Elasticsearch

This section walks you through setting up the Elasticsearch VectorStore to store document embeddings and perform similarity searches.

Elasticsearch is an open source search and analytics engine based on the Apache Lucene library.

Prerequisites

A running Elasticsearch instance. The following options are available:

Auto-configuration

There has been a significant change in the Spring AI auto-configuration, starter modules' artifact names. Please refer to the upgrade notes for more information.
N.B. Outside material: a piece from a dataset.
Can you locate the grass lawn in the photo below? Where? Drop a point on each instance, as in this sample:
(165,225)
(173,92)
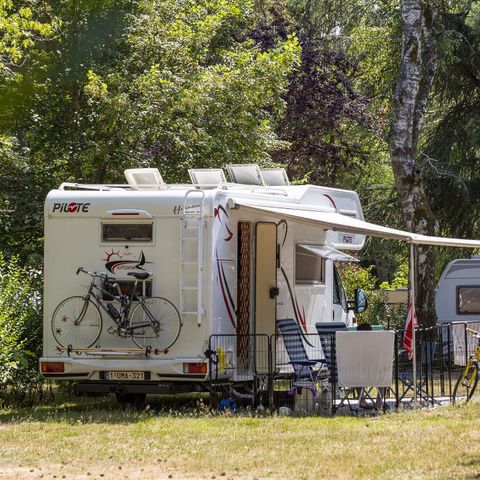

Spring AI provides Spring Boot auto-configuration for the Elasticsearch Vector Store. To enable it, add the following dependency to your project’s Maven pom.xml or Gradle build.gradle build files:

Maven
Gradle

<dependency>
    <groupId>org.springframework.ai</groupId>
    <artifactId>spring-ai-starter-vector-store-elasticsearch</artifactId>
</dependency>

dependencies {
    implementation 'org.springframework.ai:spring-ai-starter-vector-store-elasticsearch'
}

For spring-boot versions pre 3.3.0 it’s necessary to explicitly add the elasticsearch-java dependency with version > 8.13.3, otherwise the older version used will be incompatible with the queries performed:

Maven
Gradle

<dependency>
    <groupId>co.elastic.clients</groupId>
    <artifactId>elasticsearch-java</artifactId>
    <version>8.13.3</version>
</dependency>

dependencies {
    implementation 'co.elastic.clients:elasticsearch-java:8.13.3'
}

Refer to the Dependency Management section to add the Spring AI BOM to your build file.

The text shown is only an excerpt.